In general, an assignment that requires analysis, interpretation, comparison or asks you to compare and contrast, demonstrate causality and effect, or argue a predetermined position are the assignments where a thesis statement is required. However, the process of getting to a thesis statement is not as simple as it would appear.

Before you can develop an argument, you must first, read, research, collect evidence, organize the arguments and establish links between different facts and finally assess the significance of those facts. This will leave you with a "working thesis", which will be the foundation of your argument that can be supported with the appropriate evidence such as facts and examples or text extracts. However, this working thesis may need extensive refinement, before you arrive at your final thesis statement.

A strong thesis can be difficult to craft. If you have the time, run your thesis by your instructor and get feedback. Alternatively, ask a few friends to read it and get their feedback. If time is truly against you, there are six questions you can ask to assess the strength of your thesis:

  1. Is the language specific enough? Many thesis statements actually contain vague wording, which dilutes the strength of the argument. Ensure that you are as specific as possible.
  2. Did I answer the question? Try re-reading the question/assignment instructions after you have crafted your working thesis to see if you are answer it.
  3. Did I take a challengeable position? If your thesis states facts that cannot be disagreed with, then you have written a summary, not a thesis statement.
  4. Does your thesis make a reader go "so what?" If this is a reader's first response to your thesis, you need to rewrite, clarify and add depth to the argument you present.
  5. Does your thesis pass the "how and why" test? A good thesis will not leave readers asking "how?" or "why?" Your thesis may be too open-ended and needs to be rewritten to provide guidance for the reader.
  6. Is your thesis supported specifically without wandering by your essay? If your essay and thesis do not seem to "fit" together, you have to change one of them. Changing a working thesis is far easier that changing all of the arguments. Never hesitate to rewrite a thesis statement when it is necessary

Moving on, we will examine a number of sample thesis statements, using a course in 20th Century history. Your instructor provides this assignment: "Compare and contrast the weapons of the First and Second World War." You turn to your computer and write:

Some of the weapons of the First and Second World War were the same, yet others were different.

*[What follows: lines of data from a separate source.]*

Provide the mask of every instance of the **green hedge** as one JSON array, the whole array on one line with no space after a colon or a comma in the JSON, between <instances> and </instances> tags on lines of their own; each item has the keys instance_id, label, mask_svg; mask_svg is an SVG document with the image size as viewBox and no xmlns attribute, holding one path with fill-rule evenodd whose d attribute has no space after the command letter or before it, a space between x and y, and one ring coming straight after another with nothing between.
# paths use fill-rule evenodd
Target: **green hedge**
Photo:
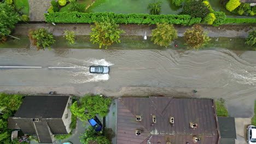
<instances>
[{"instance_id":1,"label":"green hedge","mask_svg":"<svg viewBox=\"0 0 256 144\"><path fill-rule=\"evenodd\" d=\"M156 24L165 22L170 24L191 25L200 23L201 18L193 18L188 15L149 15L149 14L116 14L114 13L54 13L44 14L45 21L48 23L87 23L102 21L109 17L117 23Z\"/></svg>"},{"instance_id":2,"label":"green hedge","mask_svg":"<svg viewBox=\"0 0 256 144\"><path fill-rule=\"evenodd\" d=\"M256 19L226 18L225 23L256 23Z\"/></svg>"}]
</instances>

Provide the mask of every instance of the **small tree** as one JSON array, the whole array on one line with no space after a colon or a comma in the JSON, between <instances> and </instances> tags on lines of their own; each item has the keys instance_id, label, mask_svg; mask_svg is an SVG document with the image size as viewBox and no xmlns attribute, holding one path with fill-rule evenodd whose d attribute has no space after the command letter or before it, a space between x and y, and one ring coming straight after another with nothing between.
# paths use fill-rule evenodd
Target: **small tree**
<instances>
[{"instance_id":1,"label":"small tree","mask_svg":"<svg viewBox=\"0 0 256 144\"><path fill-rule=\"evenodd\" d=\"M249 33L249 35L246 38L245 43L251 46L256 46L256 31Z\"/></svg>"},{"instance_id":2,"label":"small tree","mask_svg":"<svg viewBox=\"0 0 256 144\"><path fill-rule=\"evenodd\" d=\"M55 41L53 34L45 28L40 28L36 31L31 31L30 38L33 41L32 44L36 45L38 49L48 48L50 50L50 45Z\"/></svg>"},{"instance_id":3,"label":"small tree","mask_svg":"<svg viewBox=\"0 0 256 144\"><path fill-rule=\"evenodd\" d=\"M182 14L189 15L195 17L204 18L210 13L209 5L202 0L191 0L185 3Z\"/></svg>"},{"instance_id":4,"label":"small tree","mask_svg":"<svg viewBox=\"0 0 256 144\"><path fill-rule=\"evenodd\" d=\"M155 3L148 4L148 9L149 9L151 15L159 15L161 13L161 3L162 1L158 1Z\"/></svg>"},{"instance_id":5,"label":"small tree","mask_svg":"<svg viewBox=\"0 0 256 144\"><path fill-rule=\"evenodd\" d=\"M68 43L70 44L74 44L75 35L74 32L71 32L69 31L66 31L65 32L65 35L63 36L64 38L66 38L66 39L68 41Z\"/></svg>"},{"instance_id":6,"label":"small tree","mask_svg":"<svg viewBox=\"0 0 256 144\"><path fill-rule=\"evenodd\" d=\"M80 103L75 101L69 109L72 114L80 118L81 121L87 121L94 118L96 114L101 117L107 116L111 99L104 98L99 95L85 95L80 99Z\"/></svg>"},{"instance_id":7,"label":"small tree","mask_svg":"<svg viewBox=\"0 0 256 144\"><path fill-rule=\"evenodd\" d=\"M154 44L167 47L172 41L178 38L177 31L173 25L158 23L156 28L152 31L151 40Z\"/></svg>"},{"instance_id":8,"label":"small tree","mask_svg":"<svg viewBox=\"0 0 256 144\"><path fill-rule=\"evenodd\" d=\"M230 11L235 9L241 4L240 0L230 0L226 5L226 8Z\"/></svg>"},{"instance_id":9,"label":"small tree","mask_svg":"<svg viewBox=\"0 0 256 144\"><path fill-rule=\"evenodd\" d=\"M120 34L125 33L120 29L119 25L109 19L103 22L95 22L95 26L91 26L92 32L90 33L90 41L92 43L102 46L106 46L106 49L114 43L120 43Z\"/></svg>"},{"instance_id":10,"label":"small tree","mask_svg":"<svg viewBox=\"0 0 256 144\"><path fill-rule=\"evenodd\" d=\"M184 33L185 44L189 47L198 50L211 40L200 26L194 25L192 29L187 29Z\"/></svg>"}]
</instances>

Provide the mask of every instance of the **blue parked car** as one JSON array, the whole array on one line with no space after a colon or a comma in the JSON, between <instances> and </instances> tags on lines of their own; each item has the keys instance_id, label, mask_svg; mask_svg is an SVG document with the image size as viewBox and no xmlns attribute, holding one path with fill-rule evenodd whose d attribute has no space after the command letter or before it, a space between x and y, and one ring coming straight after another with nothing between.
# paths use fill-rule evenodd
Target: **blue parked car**
<instances>
[{"instance_id":1,"label":"blue parked car","mask_svg":"<svg viewBox=\"0 0 256 144\"><path fill-rule=\"evenodd\" d=\"M95 118L92 118L88 121L89 122L91 127L92 127L92 128L94 128L96 131L98 131L101 130L101 128L102 128L102 124L97 117L95 117Z\"/></svg>"}]
</instances>

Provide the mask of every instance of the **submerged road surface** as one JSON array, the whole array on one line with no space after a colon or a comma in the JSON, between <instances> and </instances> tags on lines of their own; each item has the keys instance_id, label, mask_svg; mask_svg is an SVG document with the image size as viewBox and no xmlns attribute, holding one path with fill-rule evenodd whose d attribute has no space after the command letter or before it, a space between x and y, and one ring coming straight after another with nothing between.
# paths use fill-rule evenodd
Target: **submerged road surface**
<instances>
[{"instance_id":1,"label":"submerged road surface","mask_svg":"<svg viewBox=\"0 0 256 144\"><path fill-rule=\"evenodd\" d=\"M110 66L109 74L89 73L92 65ZM217 88L212 97L235 117L252 116L256 98L256 51L1 49L0 66L42 67L0 68L1 86Z\"/></svg>"}]
</instances>

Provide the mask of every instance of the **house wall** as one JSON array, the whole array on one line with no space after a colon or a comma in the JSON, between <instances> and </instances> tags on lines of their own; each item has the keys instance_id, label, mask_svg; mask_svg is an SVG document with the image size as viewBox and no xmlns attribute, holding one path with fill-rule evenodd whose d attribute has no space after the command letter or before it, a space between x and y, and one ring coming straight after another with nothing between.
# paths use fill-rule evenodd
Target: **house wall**
<instances>
[{"instance_id":1,"label":"house wall","mask_svg":"<svg viewBox=\"0 0 256 144\"><path fill-rule=\"evenodd\" d=\"M66 105L65 110L64 111L64 113L62 116L62 121L64 125L66 127L66 129L68 133L69 133L71 131L71 130L69 128L70 124L71 123L71 111L70 109L68 109L68 106L71 106L72 104L72 100L71 97L69 97L68 99L68 103L67 103L67 105ZM67 118L65 118L66 115L67 114L68 117Z\"/></svg>"}]
</instances>

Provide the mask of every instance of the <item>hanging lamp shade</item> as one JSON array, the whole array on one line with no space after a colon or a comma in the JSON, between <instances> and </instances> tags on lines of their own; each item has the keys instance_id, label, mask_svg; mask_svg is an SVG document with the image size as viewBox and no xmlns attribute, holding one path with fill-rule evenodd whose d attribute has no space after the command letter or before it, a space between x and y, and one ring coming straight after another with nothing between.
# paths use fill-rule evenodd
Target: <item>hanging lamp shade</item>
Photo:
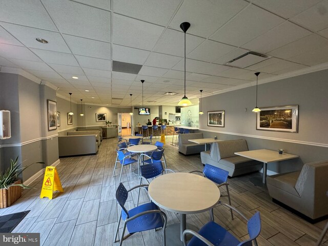
<instances>
[{"instance_id":1,"label":"hanging lamp shade","mask_svg":"<svg viewBox=\"0 0 328 246\"><path fill-rule=\"evenodd\" d=\"M71 102L71 111L70 111L70 112L68 113L68 114L69 114L70 115L73 115L74 114L74 113L73 113L72 112L72 93L70 92L69 93L68 93L70 94L70 102Z\"/></svg>"},{"instance_id":2,"label":"hanging lamp shade","mask_svg":"<svg viewBox=\"0 0 328 246\"><path fill-rule=\"evenodd\" d=\"M82 99L80 99L80 100L81 100L81 113L80 114L80 116L84 116L84 114L83 114L83 113L82 113Z\"/></svg>"},{"instance_id":3,"label":"hanging lamp shade","mask_svg":"<svg viewBox=\"0 0 328 246\"><path fill-rule=\"evenodd\" d=\"M254 74L256 75L256 105L255 106L255 108L254 108L254 109L252 111L255 112L260 112L261 111L261 110L257 107L257 78L258 77L258 75L260 73L259 72L257 72L254 73Z\"/></svg>"},{"instance_id":4,"label":"hanging lamp shade","mask_svg":"<svg viewBox=\"0 0 328 246\"><path fill-rule=\"evenodd\" d=\"M131 108L131 110L132 109L132 94L130 94L130 107ZM133 115L133 113L132 113L132 111L131 110L131 112L130 113L130 115Z\"/></svg>"},{"instance_id":5,"label":"hanging lamp shade","mask_svg":"<svg viewBox=\"0 0 328 246\"><path fill-rule=\"evenodd\" d=\"M201 93L202 92L203 90L199 90L199 91L200 92L200 101L199 101L199 104L200 105L200 110L199 111L199 113L198 113L199 114L204 114L203 111L201 111Z\"/></svg>"},{"instance_id":6,"label":"hanging lamp shade","mask_svg":"<svg viewBox=\"0 0 328 246\"><path fill-rule=\"evenodd\" d=\"M145 108L144 108L144 82L145 80L144 79L141 79L140 80L142 83L142 109L140 111L139 113L140 114L146 114L146 111L145 111Z\"/></svg>"},{"instance_id":7,"label":"hanging lamp shade","mask_svg":"<svg viewBox=\"0 0 328 246\"><path fill-rule=\"evenodd\" d=\"M183 22L180 25L180 28L184 33L184 95L178 103L179 106L189 106L193 104L186 95L186 32L190 27L190 23L189 22Z\"/></svg>"}]
</instances>

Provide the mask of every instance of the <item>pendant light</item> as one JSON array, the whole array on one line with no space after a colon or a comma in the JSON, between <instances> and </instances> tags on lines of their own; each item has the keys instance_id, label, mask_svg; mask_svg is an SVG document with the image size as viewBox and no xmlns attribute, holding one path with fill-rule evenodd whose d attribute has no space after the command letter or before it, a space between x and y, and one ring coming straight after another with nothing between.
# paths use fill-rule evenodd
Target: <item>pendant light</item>
<instances>
[{"instance_id":1,"label":"pendant light","mask_svg":"<svg viewBox=\"0 0 328 246\"><path fill-rule=\"evenodd\" d=\"M69 114L70 115L73 115L74 114L74 113L72 112L72 97L71 96L72 95L72 93L70 92L68 94L70 94L70 101L71 102L71 111L68 113L68 114Z\"/></svg>"},{"instance_id":2,"label":"pendant light","mask_svg":"<svg viewBox=\"0 0 328 246\"><path fill-rule=\"evenodd\" d=\"M145 80L144 79L141 79L140 80L142 83L142 109L139 112L140 114L146 114L146 111L145 111L145 108L144 108L144 82Z\"/></svg>"},{"instance_id":3,"label":"pendant light","mask_svg":"<svg viewBox=\"0 0 328 246\"><path fill-rule=\"evenodd\" d=\"M259 72L257 72L255 73L254 73L254 74L255 74L255 75L256 75L256 106L255 107L255 108L254 108L254 109L253 109L252 110L253 112L260 112L261 111L261 110L260 109L259 109L258 108L257 108L257 78L258 77L258 75L260 74L260 73Z\"/></svg>"},{"instance_id":4,"label":"pendant light","mask_svg":"<svg viewBox=\"0 0 328 246\"><path fill-rule=\"evenodd\" d=\"M132 94L130 94L130 107L132 109ZM132 113L132 111L131 110L131 112L130 113L130 115L133 115L133 113Z\"/></svg>"},{"instance_id":5,"label":"pendant light","mask_svg":"<svg viewBox=\"0 0 328 246\"><path fill-rule=\"evenodd\" d=\"M179 106L189 106L192 105L193 104L186 96L186 32L190 27L190 23L189 22L183 22L180 25L180 28L184 33L184 96L180 100L180 101L178 104Z\"/></svg>"},{"instance_id":6,"label":"pendant light","mask_svg":"<svg viewBox=\"0 0 328 246\"><path fill-rule=\"evenodd\" d=\"M84 116L84 114L83 114L83 113L82 113L82 99L80 99L80 100L81 100L81 113L80 114L80 116Z\"/></svg>"},{"instance_id":7,"label":"pendant light","mask_svg":"<svg viewBox=\"0 0 328 246\"><path fill-rule=\"evenodd\" d=\"M198 113L199 114L204 114L204 113L203 113L203 111L201 111L201 92L203 91L203 90L199 90L199 91L200 92L200 101L199 101L199 104L200 105L200 111Z\"/></svg>"}]
</instances>

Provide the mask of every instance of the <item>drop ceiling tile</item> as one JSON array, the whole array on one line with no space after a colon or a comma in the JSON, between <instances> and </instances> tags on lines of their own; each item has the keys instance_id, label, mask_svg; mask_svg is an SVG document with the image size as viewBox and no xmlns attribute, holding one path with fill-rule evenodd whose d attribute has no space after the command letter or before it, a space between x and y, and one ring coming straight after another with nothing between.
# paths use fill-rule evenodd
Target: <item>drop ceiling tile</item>
<instances>
[{"instance_id":1,"label":"drop ceiling tile","mask_svg":"<svg viewBox=\"0 0 328 246\"><path fill-rule=\"evenodd\" d=\"M98 58L75 55L81 67L111 71L112 64L110 60Z\"/></svg>"},{"instance_id":2,"label":"drop ceiling tile","mask_svg":"<svg viewBox=\"0 0 328 246\"><path fill-rule=\"evenodd\" d=\"M72 53L76 55L111 59L111 44L70 35L63 35Z\"/></svg>"},{"instance_id":3,"label":"drop ceiling tile","mask_svg":"<svg viewBox=\"0 0 328 246\"><path fill-rule=\"evenodd\" d=\"M152 52L145 63L146 66L171 69L182 59L178 56Z\"/></svg>"},{"instance_id":4,"label":"drop ceiling tile","mask_svg":"<svg viewBox=\"0 0 328 246\"><path fill-rule=\"evenodd\" d=\"M265 21L263 21L265 19ZM211 39L240 46L284 22L284 19L249 5L220 28Z\"/></svg>"},{"instance_id":5,"label":"drop ceiling tile","mask_svg":"<svg viewBox=\"0 0 328 246\"><path fill-rule=\"evenodd\" d=\"M270 51L269 54L283 59L288 59L315 50L317 47L327 45L328 40L314 33Z\"/></svg>"},{"instance_id":6,"label":"drop ceiling tile","mask_svg":"<svg viewBox=\"0 0 328 246\"><path fill-rule=\"evenodd\" d=\"M159 68L153 68L152 67L142 66L139 71L139 75L154 76L155 77L161 77L167 71L167 69Z\"/></svg>"},{"instance_id":7,"label":"drop ceiling tile","mask_svg":"<svg viewBox=\"0 0 328 246\"><path fill-rule=\"evenodd\" d=\"M62 33L110 42L110 12L73 1L42 2Z\"/></svg>"},{"instance_id":8,"label":"drop ceiling tile","mask_svg":"<svg viewBox=\"0 0 328 246\"><path fill-rule=\"evenodd\" d=\"M327 9L328 1L324 0L291 20L311 30L319 31L328 27Z\"/></svg>"},{"instance_id":9,"label":"drop ceiling tile","mask_svg":"<svg viewBox=\"0 0 328 246\"><path fill-rule=\"evenodd\" d=\"M1 26L0 26L0 43L18 46L23 46L20 42L18 41Z\"/></svg>"},{"instance_id":10,"label":"drop ceiling tile","mask_svg":"<svg viewBox=\"0 0 328 246\"><path fill-rule=\"evenodd\" d=\"M311 32L299 26L285 22L243 45L242 48L268 53L311 34Z\"/></svg>"},{"instance_id":11,"label":"drop ceiling tile","mask_svg":"<svg viewBox=\"0 0 328 246\"><path fill-rule=\"evenodd\" d=\"M75 2L81 3L90 6L94 6L106 10L110 10L111 9L110 1L108 0L75 0Z\"/></svg>"},{"instance_id":12,"label":"drop ceiling tile","mask_svg":"<svg viewBox=\"0 0 328 246\"><path fill-rule=\"evenodd\" d=\"M80 74L84 75L84 72L83 72L83 70L82 70L82 69L81 69L81 68L80 68L79 67L61 65L59 64L53 64L51 63L48 63L48 65L51 67L54 70L55 70L58 73L64 73L74 74L74 75L72 76L76 76ZM77 77L79 76L77 76ZM72 78L72 77L71 77L69 78Z\"/></svg>"},{"instance_id":13,"label":"drop ceiling tile","mask_svg":"<svg viewBox=\"0 0 328 246\"><path fill-rule=\"evenodd\" d=\"M184 1L170 26L180 30L180 24L190 20L191 27L188 32L207 37L247 5L247 2L238 0Z\"/></svg>"},{"instance_id":14,"label":"drop ceiling tile","mask_svg":"<svg viewBox=\"0 0 328 246\"><path fill-rule=\"evenodd\" d=\"M2 21L58 31L39 0L2 1Z\"/></svg>"},{"instance_id":15,"label":"drop ceiling tile","mask_svg":"<svg viewBox=\"0 0 328 246\"><path fill-rule=\"evenodd\" d=\"M23 69L30 69L31 70L50 71L53 70L45 63L32 61L31 60L18 60L17 59L8 58L13 63L20 67Z\"/></svg>"},{"instance_id":16,"label":"drop ceiling tile","mask_svg":"<svg viewBox=\"0 0 328 246\"><path fill-rule=\"evenodd\" d=\"M116 79L134 80L136 76L136 74L134 74L133 73L121 73L120 72L112 72L112 77L114 79Z\"/></svg>"},{"instance_id":17,"label":"drop ceiling tile","mask_svg":"<svg viewBox=\"0 0 328 246\"><path fill-rule=\"evenodd\" d=\"M47 63L62 64L63 65L78 66L75 57L72 54L55 52L48 50L31 49L31 50Z\"/></svg>"},{"instance_id":18,"label":"drop ceiling tile","mask_svg":"<svg viewBox=\"0 0 328 246\"><path fill-rule=\"evenodd\" d=\"M164 28L159 26L114 14L113 43L152 50Z\"/></svg>"},{"instance_id":19,"label":"drop ceiling tile","mask_svg":"<svg viewBox=\"0 0 328 246\"><path fill-rule=\"evenodd\" d=\"M204 61L187 59L186 61L186 70L192 73L202 73L204 74L217 74L220 72L226 70L230 68L229 67L213 64ZM183 71L183 60L180 61L173 67L173 69Z\"/></svg>"},{"instance_id":20,"label":"drop ceiling tile","mask_svg":"<svg viewBox=\"0 0 328 246\"><path fill-rule=\"evenodd\" d=\"M220 43L207 40L193 51L187 58L211 63L236 49L236 47Z\"/></svg>"},{"instance_id":21,"label":"drop ceiling tile","mask_svg":"<svg viewBox=\"0 0 328 246\"><path fill-rule=\"evenodd\" d=\"M0 56L5 58L13 58L22 60L42 61L27 48L14 45L0 44Z\"/></svg>"},{"instance_id":22,"label":"drop ceiling tile","mask_svg":"<svg viewBox=\"0 0 328 246\"><path fill-rule=\"evenodd\" d=\"M205 40L204 38L186 35L186 53L193 50ZM183 57L184 55L184 34L182 31L167 29L161 37L154 49L154 51Z\"/></svg>"},{"instance_id":23,"label":"drop ceiling tile","mask_svg":"<svg viewBox=\"0 0 328 246\"><path fill-rule=\"evenodd\" d=\"M61 35L58 32L9 23L1 23L1 25L27 47L71 53ZM43 44L38 42L35 40L36 37L46 39L49 43Z\"/></svg>"},{"instance_id":24,"label":"drop ceiling tile","mask_svg":"<svg viewBox=\"0 0 328 246\"><path fill-rule=\"evenodd\" d=\"M179 0L119 0L114 1L114 11L133 18L165 26L179 3Z\"/></svg>"},{"instance_id":25,"label":"drop ceiling tile","mask_svg":"<svg viewBox=\"0 0 328 246\"><path fill-rule=\"evenodd\" d=\"M251 0L259 6L289 19L322 0Z\"/></svg>"}]
</instances>

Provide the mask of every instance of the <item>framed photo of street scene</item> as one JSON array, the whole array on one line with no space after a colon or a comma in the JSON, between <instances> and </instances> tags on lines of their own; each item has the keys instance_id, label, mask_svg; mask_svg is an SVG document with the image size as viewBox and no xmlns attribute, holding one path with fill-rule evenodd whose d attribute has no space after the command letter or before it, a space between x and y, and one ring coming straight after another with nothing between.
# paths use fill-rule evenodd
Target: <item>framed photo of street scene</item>
<instances>
[{"instance_id":1,"label":"framed photo of street scene","mask_svg":"<svg viewBox=\"0 0 328 246\"><path fill-rule=\"evenodd\" d=\"M51 100L47 100L48 105L48 129L55 130L57 129L57 102Z\"/></svg>"},{"instance_id":2,"label":"framed photo of street scene","mask_svg":"<svg viewBox=\"0 0 328 246\"><path fill-rule=\"evenodd\" d=\"M207 125L209 127L224 127L224 110L208 111Z\"/></svg>"},{"instance_id":3,"label":"framed photo of street scene","mask_svg":"<svg viewBox=\"0 0 328 246\"><path fill-rule=\"evenodd\" d=\"M256 130L298 132L298 105L261 108L256 114Z\"/></svg>"}]
</instances>

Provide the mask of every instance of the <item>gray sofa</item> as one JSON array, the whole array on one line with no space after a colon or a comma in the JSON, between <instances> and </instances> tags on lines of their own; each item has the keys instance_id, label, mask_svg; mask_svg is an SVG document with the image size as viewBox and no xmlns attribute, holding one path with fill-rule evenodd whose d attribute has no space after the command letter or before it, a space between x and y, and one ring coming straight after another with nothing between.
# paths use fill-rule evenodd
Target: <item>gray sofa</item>
<instances>
[{"instance_id":1,"label":"gray sofa","mask_svg":"<svg viewBox=\"0 0 328 246\"><path fill-rule=\"evenodd\" d=\"M95 135L59 136L58 147L59 156L95 154L98 151Z\"/></svg>"},{"instance_id":2,"label":"gray sofa","mask_svg":"<svg viewBox=\"0 0 328 246\"><path fill-rule=\"evenodd\" d=\"M73 131L71 132L67 132L67 136L76 136L79 135L95 135L97 136L97 142L98 142L98 146L100 145L101 142L101 132L98 130L96 131Z\"/></svg>"},{"instance_id":3,"label":"gray sofa","mask_svg":"<svg viewBox=\"0 0 328 246\"><path fill-rule=\"evenodd\" d=\"M300 171L268 176L274 199L315 220L328 215L328 160L305 164Z\"/></svg>"},{"instance_id":4,"label":"gray sofa","mask_svg":"<svg viewBox=\"0 0 328 246\"><path fill-rule=\"evenodd\" d=\"M210 164L229 172L229 176L244 174L259 171L262 163L235 154L235 152L247 151L245 140L231 140L214 142L209 151L200 153L203 164Z\"/></svg>"},{"instance_id":5,"label":"gray sofa","mask_svg":"<svg viewBox=\"0 0 328 246\"><path fill-rule=\"evenodd\" d=\"M203 138L203 134L188 133L179 134L179 153L184 155L198 154L205 149L205 145L198 145L188 141L188 139Z\"/></svg>"}]
</instances>

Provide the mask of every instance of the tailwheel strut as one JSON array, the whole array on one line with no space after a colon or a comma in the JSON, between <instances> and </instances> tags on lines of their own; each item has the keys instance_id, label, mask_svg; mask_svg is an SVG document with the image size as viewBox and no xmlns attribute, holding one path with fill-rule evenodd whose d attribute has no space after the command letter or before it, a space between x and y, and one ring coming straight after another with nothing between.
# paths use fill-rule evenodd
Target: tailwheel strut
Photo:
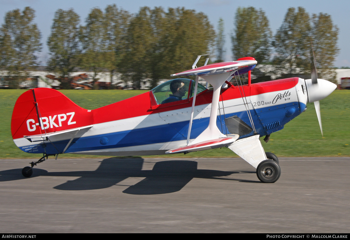
<instances>
[{"instance_id":1,"label":"tailwheel strut","mask_svg":"<svg viewBox=\"0 0 350 240\"><path fill-rule=\"evenodd\" d=\"M29 177L33 174L33 167L34 166L36 166L36 164L38 163L40 163L41 162L42 162L46 160L47 160L49 156L55 155L56 154L46 154L39 159L38 161L36 162L32 162L31 163L29 163L31 167L24 167L23 169L22 169L22 175L26 177ZM45 158L46 158L46 159L45 159Z\"/></svg>"}]
</instances>

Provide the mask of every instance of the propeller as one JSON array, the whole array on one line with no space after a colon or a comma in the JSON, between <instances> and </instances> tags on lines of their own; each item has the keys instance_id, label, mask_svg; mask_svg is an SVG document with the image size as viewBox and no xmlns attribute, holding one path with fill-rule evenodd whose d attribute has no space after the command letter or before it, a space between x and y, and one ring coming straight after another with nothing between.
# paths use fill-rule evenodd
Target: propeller
<instances>
[{"instance_id":1,"label":"propeller","mask_svg":"<svg viewBox=\"0 0 350 240\"><path fill-rule=\"evenodd\" d=\"M316 61L315 58L315 53L314 52L314 47L312 45L312 41L311 41L311 47L312 48L312 55L313 56L314 69L311 72L311 83L313 85L318 84L317 80L317 68L316 68ZM322 129L322 122L321 121L321 110L320 108L320 101L315 101L314 102L315 105L315 109L316 110L316 114L317 115L317 119L318 120L318 124L320 125L320 128L321 129L321 134L322 137L323 137L323 131Z\"/></svg>"}]
</instances>

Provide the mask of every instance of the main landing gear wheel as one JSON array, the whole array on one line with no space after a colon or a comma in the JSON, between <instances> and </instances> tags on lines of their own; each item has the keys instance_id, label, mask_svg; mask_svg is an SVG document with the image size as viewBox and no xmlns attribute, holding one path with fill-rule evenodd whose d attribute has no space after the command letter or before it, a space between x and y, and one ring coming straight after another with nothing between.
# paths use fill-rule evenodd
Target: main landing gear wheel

The weakness of this thesis is that it restates the question but fails to adopt a specific position, uses vague language and provides no guidance to where the essay itself is going. This thesis would actually fail all six of the self check questions discussed above. Upon giving it some thought, you refine your thesis:

Due to technological advancement, the weapons of the First and Second World War were unique to the factions that created them, though they were created with a single purpose: To kill.

Notice how this has evolved in to a working thesis as it states a position about the uniqueness of the weapons created by different factions with a common purpose. A position that can be disagreed upon has been adopted, using specific language to answer the question. This is a working thesis statement, upon which an essay can be written.

Having done the research and possibly written the essay, you will probably have realized that your working thesis is still somewhat vague. Perhaps you realize that your essay has developed in an unexpected direction, leaving you with a final thesis that captures the argument of your assignment:

The weapons of the First and Second World War were unique to the faction that created them, yet based upon similar technological concepts driven by a single purpose: To kill the enemy.

Upon comparison of this final thesis statement to the original, it is clear that the evidence and arguments have been marshaled to support this one position, and others can choose to disagree with. Ultimately, there is no one right answer to such questions as any number of positions can be adopted and argued. What is crucial to your success or failure as the writer of such assignments is ensuring that your thesis statement is concise and presents your position, while your essay provides the evidence, facts and proof to support and argues the position.